Record median house prices in Auckland are being blamed for a so-called Halo Effect of rising costs across several regions of New Zealand. This is in accordance with reliable figures released by REINZ recently.

Median house prices all over Auckland have rebounded from a brief slowdown and are north of $800k for the first time. Additionally, demand continues to grow exponentially faster than the supply of new properties. As the record high continues to grow, some estimates put the median price much closer to $900,000. Auckland has clearly overcome changes to taxation and LVRs that were established at the end of 2015.

As a result, a significant number of buyers are priced out of the Auckland market and are considering moving into new cities, which then heat up under the increased demand. REINZ Chief Executive Colleen Milne believes that Aucklanders are responsible for the rising home costs in many other areas.

Milne says, “We have talked before about the Halo Effect, which is gaining in strength. Right across the country, regional markets have been strong, with a large number of record medians and the strongest sales for nine years for most regions, with the strongest March sales for 11 years in Waikato/Bay of Plenty and 14 years in Central Otago Lakes.”

Record median home prices have also been recorded in Canterbury/Westland, Wellington, and Nelson/Marlborough.

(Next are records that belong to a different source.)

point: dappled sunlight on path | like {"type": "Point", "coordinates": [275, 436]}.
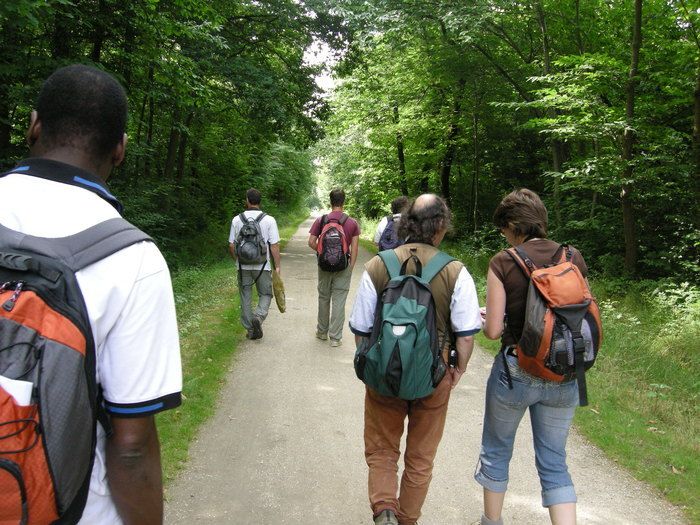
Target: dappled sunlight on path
{"type": "Point", "coordinates": [285, 446]}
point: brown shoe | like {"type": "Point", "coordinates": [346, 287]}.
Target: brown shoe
{"type": "Point", "coordinates": [386, 517]}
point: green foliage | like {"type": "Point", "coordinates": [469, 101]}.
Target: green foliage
{"type": "Point", "coordinates": [468, 95]}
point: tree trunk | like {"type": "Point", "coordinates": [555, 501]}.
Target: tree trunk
{"type": "Point", "coordinates": [171, 155]}
{"type": "Point", "coordinates": [628, 218]}
{"type": "Point", "coordinates": [400, 154]}
{"type": "Point", "coordinates": [555, 144]}
{"type": "Point", "coordinates": [477, 160]}
{"type": "Point", "coordinates": [182, 150]}
{"type": "Point", "coordinates": [451, 144]}
{"type": "Point", "coordinates": [61, 36]}
{"type": "Point", "coordinates": [696, 126]}
{"type": "Point", "coordinates": [577, 27]}
{"type": "Point", "coordinates": [99, 32]}
{"type": "Point", "coordinates": [149, 129]}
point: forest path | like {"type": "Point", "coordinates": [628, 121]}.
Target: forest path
{"type": "Point", "coordinates": [285, 445]}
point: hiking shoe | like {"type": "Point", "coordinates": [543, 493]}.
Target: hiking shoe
{"type": "Point", "coordinates": [386, 517]}
{"type": "Point", "coordinates": [257, 328]}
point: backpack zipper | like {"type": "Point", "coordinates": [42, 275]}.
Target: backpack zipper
{"type": "Point", "coordinates": [10, 303]}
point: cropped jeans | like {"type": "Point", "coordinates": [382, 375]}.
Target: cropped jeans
{"type": "Point", "coordinates": [552, 407]}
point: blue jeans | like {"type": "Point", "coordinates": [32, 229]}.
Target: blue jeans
{"type": "Point", "coordinates": [552, 407]}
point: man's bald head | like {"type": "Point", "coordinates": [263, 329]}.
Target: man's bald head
{"type": "Point", "coordinates": [428, 216]}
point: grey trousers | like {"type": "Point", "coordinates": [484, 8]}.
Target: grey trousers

There has been anecdotal evidence of greatly increased demand from foreign investors in a number of regional markets, but the most recent figures from Land Information New Zealand estimate the percentage of home purchases nationwide by overseas investors to be at about 3-5%.

In short:

  • A total of 9,527 dwellings were sold throughout New Zealand in March 2016, up 30.7% from this February.
  • The national median price of $495,000 is up $20,000 (+4.2%) since March 2015, and a full 10.0% since the February of 2015. Excluding the Auckland region, the national median price would have risen $35,000 to $385,000 from March 2015.
  • New record national median prices have been reached in many New Zealand communities.
  • The number of sales valued over $1 million has risen from 1,023 to 1,301 in the twelve months between March 2015-2016, representing a 27% increase.

The surge in the demand for properties throughout New Zealand is also clear in the number of days it takes to sell. In March 2016, that figure was at the lowest recorded for Central Otago Lakes since 1994; most other regions haven’t hit their record lows in anywhere between the past nine to thirteen years. Auckland and Southland are the exceptions – they were the only ones who did not experience a significant shift in the number of days needed to sell in March 2016.

There has also been an increase in the number of homes sold at auction, up 4% from March of 2015. A total of 2,354 dwellings were sold by auction nationally in March 2016, which makes up 24.7% of all sales. Homes that were sold by auction in Auckland for March 2016 total 63% of the national numbers, which is actually a noteworthy drop from the reported 78% of national auction sales in March 2015.

Given these overall numbers, it remains to be seen how far the Halo Effect will radiate.